Nessuno deve «accettare» l’identità di genere di Jessica Alves, né chiamarla «mostro»

Jessica Alves ha fatto della trasformazione del proprio corpo un motivo di vita e anche un lavoro, con ospitate nei salotti televisivi di mezzo mondo, tra cui quelli dei programmi di Barbara d’Urso, da Domenica Live a Pomeriggio 5 passando per il Grande Fratello. Diventata nota – prima di fare coming out come transgender – con il soprannome di “Ken umano”, Jessica ha fatto molto discutere per gli oltre cento interventi a cui si è sottoposta, motivo per cui ieri è stata al centro delle famose cinque sfere di LIVE Non è la d’Urso, dove ha percepito il commento di un chirurgo come un attacco alla sua persona.

In una serata in cui il tema del transgenderismo viene trattato forse con i migliori propositi, ma sbagliando spesso i pronomi e usando espressioni infelici come «cambiare sesso» o «diventare donna», ciò che lascia senza senza parole è l’intervento di un chirurgo plastico, il prof. Lorenzetti. «Io ti ho conosciuto tempo fa in altre trasmissioni in cui Barbara mi ha invitato e ho apprezzato la tua intelligenza, pur non condividendo nulla del tuo percorso – esordisce il medico – accetto anche il tuo cambiamento, mi sembra un po’ tardivo ma accetto anche questo, quello che voglio dirti è: ti sei guardata allo specchio?».

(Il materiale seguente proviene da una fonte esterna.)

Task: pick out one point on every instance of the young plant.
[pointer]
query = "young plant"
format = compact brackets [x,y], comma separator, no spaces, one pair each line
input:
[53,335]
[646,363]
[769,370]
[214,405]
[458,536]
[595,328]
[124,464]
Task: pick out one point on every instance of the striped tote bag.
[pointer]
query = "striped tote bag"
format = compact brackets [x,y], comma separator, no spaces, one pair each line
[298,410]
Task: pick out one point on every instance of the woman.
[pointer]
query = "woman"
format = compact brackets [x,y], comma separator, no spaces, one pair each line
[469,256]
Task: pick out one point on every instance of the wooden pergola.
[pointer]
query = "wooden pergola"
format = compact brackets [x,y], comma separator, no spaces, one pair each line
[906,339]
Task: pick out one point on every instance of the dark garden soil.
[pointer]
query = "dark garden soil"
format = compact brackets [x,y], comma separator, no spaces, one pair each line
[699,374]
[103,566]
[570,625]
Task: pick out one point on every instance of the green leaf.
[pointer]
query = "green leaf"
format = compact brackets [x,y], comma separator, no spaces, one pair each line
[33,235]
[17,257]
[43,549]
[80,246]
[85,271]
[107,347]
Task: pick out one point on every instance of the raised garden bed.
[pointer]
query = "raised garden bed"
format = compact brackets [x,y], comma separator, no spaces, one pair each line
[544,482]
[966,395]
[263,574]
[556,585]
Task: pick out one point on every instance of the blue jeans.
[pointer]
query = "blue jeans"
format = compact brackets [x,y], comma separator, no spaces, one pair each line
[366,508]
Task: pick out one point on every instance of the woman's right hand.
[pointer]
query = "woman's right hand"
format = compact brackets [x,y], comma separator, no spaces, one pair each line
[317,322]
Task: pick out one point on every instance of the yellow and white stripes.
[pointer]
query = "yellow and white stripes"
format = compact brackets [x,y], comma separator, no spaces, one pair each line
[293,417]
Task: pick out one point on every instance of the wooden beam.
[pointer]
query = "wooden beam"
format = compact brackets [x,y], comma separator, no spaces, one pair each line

Non è chiaro quale sia il “cambiamento tardivo” che dovrebbe “accettare” il prof. Lorenzetti. Si riferisce all’identità di genere di Alves o alla sua transizione? Chi gli ha chiesto il nulla osta? Chi si è sottopostə al suo giudizio? Forse un commento di questo tipo spetterebbe a uno psicologo, non a un chirurgo che ha conosciuto una persona nei salotti di un programmi televisivo. Ci sono persone che spendono un’intera vita a interrogarsi sulla propria identità e sul proprio genere, trovando una risposta o accettando quella risposta in età adulta. Se Jessica afferma di aver trovato quella risposta a 36 anni, chi siamo noi per “accettarlo” o meno?

Ancora più triste è ciò che avviene dopo, quando a passare sotto la lente del giudizio è l’aspetto di Alves, con l’utilizzo di espressioni che la stessa ha ritenuto umilianti. Il professore ha sicuramente tutta la competenza e il buon senso di questo mondo quando mette in discussione gli effetti sulla salute di quell’enorme numero di interventi chirurgici o la professionalità dei medici che assecondano i desideri della donna, ma esce fuori dal recinto dell’empatia e del buon gusto quando afferma che, non avendo forme equilibrate, nel suo corpo non c’è «nessuna bellezza» e «nulla di femminile».

Quando Lorenzetti afferma che «una cosa è cambiare sesso e una cosa è creare un mostro» non si esprime al meglio, tant’è che Jessica reagisce saltando dalla sedia e andando su tutte le furie. «Tu sei un dottore anti-professionale – sbotta Alves – nessun dottore viene in una trasmissione televisiva così per dire che io sono un mostro. Tu non hai la libertà, io non ti conosco, non puoi chiamarmi mostro. Mostro sei tu, sei orrendo». A quel punto, il chirurgo sostiene che non intendeva darle del mostro: «Voglio spiegarmi se qualcuno avesse capito male. Io non ho nulla in contrario al tuo percorso, è una tua scelta, niente in contrario. Ma i chirurghi che si prestano a fare questo tipo di risultato, cioè a creare delle esagerazioni, stanno creando dei mostri».

Senza mettere in dubbio la buona fede del professore, alla fine dello scontro televisivo rimane in bocca l’amaro per l’ennesima occasione sprecata per usare un linguaggio che sia rispettoso. Se è vero che Alves si espone a questo tipo di critiche per professione, dall’altra parte ci si aspetterebbe una padronanza di linguaggio tale da evitare espressioni che si prestino a interpretazioni umilianti nei confronti della persona. Che avrà una corazza di plastica, ma del sangue nelle vene. Anche quando il pubblico la condanna alla luce rossa e premia con la luce verde chi ha sentenziato sulla sua bellezza e sulla sua femminilità.